In December 1998, the Indiana Supreme Court decided that Indiana's assessment
rules were unconstitutional. We're trying to make the rules right is by
using market value, which means assessing property at its predicted selling
price. The difficulties we're having now are the result of these new rules
and the short time the court allowed for applying them.
Once we work through our current troubles, though, we've got a chance
to have an assessment system that's better than it was. Research on property
assessment reveals that states that try to assess property at 100 percent
of selling price have more uniform assessments than states that use other
standards.
Uniform means that property is assessed correctly, consistent with the
standard. Since the standard is the predicted selling price, uniformity
means that most assessments are equal to the selling prices, or are pretty
close.
Here's why market value promotes uniformity. The assessment is a prediction
of selling price. Most property owners have some idea of what their property
is worth. They can tell whether the assessment is correct, or at least
close. If the assessment looks like the potential selling price, it's
right. If it doesn't, it's wrong.
Suppose the assessment is too high. You know it's too high if you're
tempted to shout at the assessor, "Find me a buyer who will pay that
much, and I'll sell it right now!" If that happens, the taxpayer
can appeal. Successful appeals fix assessment errors. They also pressure
assessors to improve their methods to reduce the number of appeals in
the future. Both results make assessments more uniform.

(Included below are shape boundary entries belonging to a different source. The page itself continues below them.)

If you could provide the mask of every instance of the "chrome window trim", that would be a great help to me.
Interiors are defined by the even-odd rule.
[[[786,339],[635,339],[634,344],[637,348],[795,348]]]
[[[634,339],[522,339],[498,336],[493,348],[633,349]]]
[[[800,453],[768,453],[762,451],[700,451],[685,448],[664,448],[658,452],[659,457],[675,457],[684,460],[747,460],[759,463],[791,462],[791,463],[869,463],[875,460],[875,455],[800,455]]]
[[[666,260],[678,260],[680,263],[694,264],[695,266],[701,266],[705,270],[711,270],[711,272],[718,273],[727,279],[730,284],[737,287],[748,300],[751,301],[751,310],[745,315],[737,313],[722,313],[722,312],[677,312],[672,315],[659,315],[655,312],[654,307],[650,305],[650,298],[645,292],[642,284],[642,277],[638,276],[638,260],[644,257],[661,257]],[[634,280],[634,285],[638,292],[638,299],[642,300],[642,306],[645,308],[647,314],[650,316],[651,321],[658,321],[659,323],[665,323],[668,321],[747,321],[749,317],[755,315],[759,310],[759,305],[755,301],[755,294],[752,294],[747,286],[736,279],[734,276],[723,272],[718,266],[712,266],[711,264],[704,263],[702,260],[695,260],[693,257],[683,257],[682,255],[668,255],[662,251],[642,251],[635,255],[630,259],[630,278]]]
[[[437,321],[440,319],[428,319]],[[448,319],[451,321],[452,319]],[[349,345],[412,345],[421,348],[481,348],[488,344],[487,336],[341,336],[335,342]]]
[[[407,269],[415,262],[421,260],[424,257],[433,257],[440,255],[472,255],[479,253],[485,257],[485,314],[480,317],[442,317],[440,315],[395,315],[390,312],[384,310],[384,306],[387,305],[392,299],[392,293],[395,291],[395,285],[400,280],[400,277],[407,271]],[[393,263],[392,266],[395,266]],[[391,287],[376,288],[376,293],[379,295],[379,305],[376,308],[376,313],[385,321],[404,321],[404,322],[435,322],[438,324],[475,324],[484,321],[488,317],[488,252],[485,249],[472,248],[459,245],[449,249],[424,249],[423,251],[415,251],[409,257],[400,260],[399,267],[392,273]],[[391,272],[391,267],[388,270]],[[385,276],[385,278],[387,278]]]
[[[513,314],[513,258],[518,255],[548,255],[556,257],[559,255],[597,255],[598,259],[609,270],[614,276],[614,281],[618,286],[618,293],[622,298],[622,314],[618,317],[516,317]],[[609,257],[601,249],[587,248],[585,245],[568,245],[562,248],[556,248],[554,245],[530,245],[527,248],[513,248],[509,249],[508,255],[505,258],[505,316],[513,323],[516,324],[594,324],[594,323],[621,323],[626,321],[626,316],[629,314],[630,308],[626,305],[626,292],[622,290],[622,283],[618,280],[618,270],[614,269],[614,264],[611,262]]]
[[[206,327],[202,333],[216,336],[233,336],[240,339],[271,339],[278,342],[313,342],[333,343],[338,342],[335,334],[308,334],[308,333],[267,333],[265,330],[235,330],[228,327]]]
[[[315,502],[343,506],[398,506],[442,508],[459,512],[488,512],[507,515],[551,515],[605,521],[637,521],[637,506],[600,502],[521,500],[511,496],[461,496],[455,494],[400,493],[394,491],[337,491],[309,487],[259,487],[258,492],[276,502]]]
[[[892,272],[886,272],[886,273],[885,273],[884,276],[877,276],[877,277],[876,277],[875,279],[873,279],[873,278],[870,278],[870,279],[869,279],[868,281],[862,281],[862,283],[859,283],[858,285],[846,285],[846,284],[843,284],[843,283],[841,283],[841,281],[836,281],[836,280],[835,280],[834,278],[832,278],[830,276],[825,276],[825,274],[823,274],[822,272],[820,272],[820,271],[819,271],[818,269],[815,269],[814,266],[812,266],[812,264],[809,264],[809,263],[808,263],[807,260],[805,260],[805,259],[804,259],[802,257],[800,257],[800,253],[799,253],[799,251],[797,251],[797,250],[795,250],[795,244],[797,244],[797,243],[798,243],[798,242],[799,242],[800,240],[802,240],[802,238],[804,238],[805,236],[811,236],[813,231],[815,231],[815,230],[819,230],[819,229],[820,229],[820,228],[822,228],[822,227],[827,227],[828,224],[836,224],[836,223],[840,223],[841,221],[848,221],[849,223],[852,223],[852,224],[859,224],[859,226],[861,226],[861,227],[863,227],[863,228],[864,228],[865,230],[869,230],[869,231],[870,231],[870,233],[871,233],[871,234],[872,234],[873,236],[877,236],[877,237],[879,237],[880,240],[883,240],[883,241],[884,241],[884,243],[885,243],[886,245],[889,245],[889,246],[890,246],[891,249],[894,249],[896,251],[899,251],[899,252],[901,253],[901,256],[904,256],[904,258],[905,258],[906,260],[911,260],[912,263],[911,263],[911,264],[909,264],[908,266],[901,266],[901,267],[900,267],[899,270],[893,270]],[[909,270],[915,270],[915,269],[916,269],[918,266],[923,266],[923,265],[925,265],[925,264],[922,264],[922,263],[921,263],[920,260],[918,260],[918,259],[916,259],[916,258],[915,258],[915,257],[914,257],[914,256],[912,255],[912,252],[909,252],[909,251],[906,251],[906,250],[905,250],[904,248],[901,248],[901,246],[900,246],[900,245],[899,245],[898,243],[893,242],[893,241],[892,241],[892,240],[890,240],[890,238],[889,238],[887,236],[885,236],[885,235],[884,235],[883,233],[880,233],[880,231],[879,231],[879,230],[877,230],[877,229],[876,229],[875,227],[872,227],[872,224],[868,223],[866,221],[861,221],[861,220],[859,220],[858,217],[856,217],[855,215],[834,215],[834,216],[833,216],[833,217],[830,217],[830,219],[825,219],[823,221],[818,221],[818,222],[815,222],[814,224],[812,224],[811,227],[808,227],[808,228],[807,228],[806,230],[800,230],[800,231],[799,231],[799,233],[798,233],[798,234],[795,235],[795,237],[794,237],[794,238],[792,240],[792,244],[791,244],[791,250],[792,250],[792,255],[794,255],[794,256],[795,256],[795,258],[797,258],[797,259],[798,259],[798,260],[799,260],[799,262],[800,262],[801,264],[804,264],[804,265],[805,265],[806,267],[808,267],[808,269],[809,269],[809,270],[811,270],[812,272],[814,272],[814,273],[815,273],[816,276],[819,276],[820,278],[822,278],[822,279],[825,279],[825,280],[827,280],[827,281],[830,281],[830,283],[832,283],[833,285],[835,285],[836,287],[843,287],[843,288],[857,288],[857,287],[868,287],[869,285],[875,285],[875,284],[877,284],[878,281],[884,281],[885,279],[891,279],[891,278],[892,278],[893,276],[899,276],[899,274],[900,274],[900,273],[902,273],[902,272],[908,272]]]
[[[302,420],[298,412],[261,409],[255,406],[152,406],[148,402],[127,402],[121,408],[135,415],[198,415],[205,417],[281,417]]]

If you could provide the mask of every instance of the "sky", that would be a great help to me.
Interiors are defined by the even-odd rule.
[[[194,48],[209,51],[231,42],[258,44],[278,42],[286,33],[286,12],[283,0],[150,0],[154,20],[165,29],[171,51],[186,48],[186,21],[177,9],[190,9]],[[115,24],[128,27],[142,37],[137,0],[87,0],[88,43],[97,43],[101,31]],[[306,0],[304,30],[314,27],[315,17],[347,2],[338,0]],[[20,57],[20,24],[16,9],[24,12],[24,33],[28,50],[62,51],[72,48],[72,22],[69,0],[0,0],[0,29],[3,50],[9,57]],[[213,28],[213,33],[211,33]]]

But what happens if an assessment is too low? You look at the assessment
and say, "I'd never sell this property for that!" You say it
in a whisper, though. Even the most public-spirited property owner can't
be expected to appeal an assessment because it's too low.
That's where the equalization study comes in. The Department of Local
Government Finance (DLGF) has hired some experts to look at assessments
in Indiana counties and figure out where assessments are correct and where
they aren't. They do this by comparing the prices of properties that have
sold to their assessments. If the prices are close to the assessments
for most properties, then the assessor has done well.
If the assessments are too low for a lot of properties, though, the study
will find out. Then DLGF could take some action. It might be friendly
action, like helping local assessors improve their methods. It might be
not-so-friendly action, like ratcheting up the assessments of classes
of property that are assessed too low.
Property owners with low assessments might think that the equalization
study will work against them. Maybe, but maybe not. What happens if most
property in a county is assessed too low, but your assessment is not quite
as low as your neighbors'? Then your tax bill is too high, but you won't
know to appeal, because your assessment is less than market value. The
equalization study should identify places where property is widely under-assessed.
Farmers have a big stake in the equalization study. That's because farmland
assessment rules are so simple that farmland is hard to under-assess.
Farmland assessment starts with a $1,050 base rate per acre, adds an adjustment
for soil type and subtracts a percentage if the land is not tillable.
And that's it. If farmland is assessed correctly, while other property
is assessed low, farmers will pay higher property taxes than they should.
The equalization study is needed to find those problems, and DLGF needs
to act on the information.
Appeals from taxpayers--and oversight from DLGF--based on the equalization
study. That's how we'll get a good property assessment system.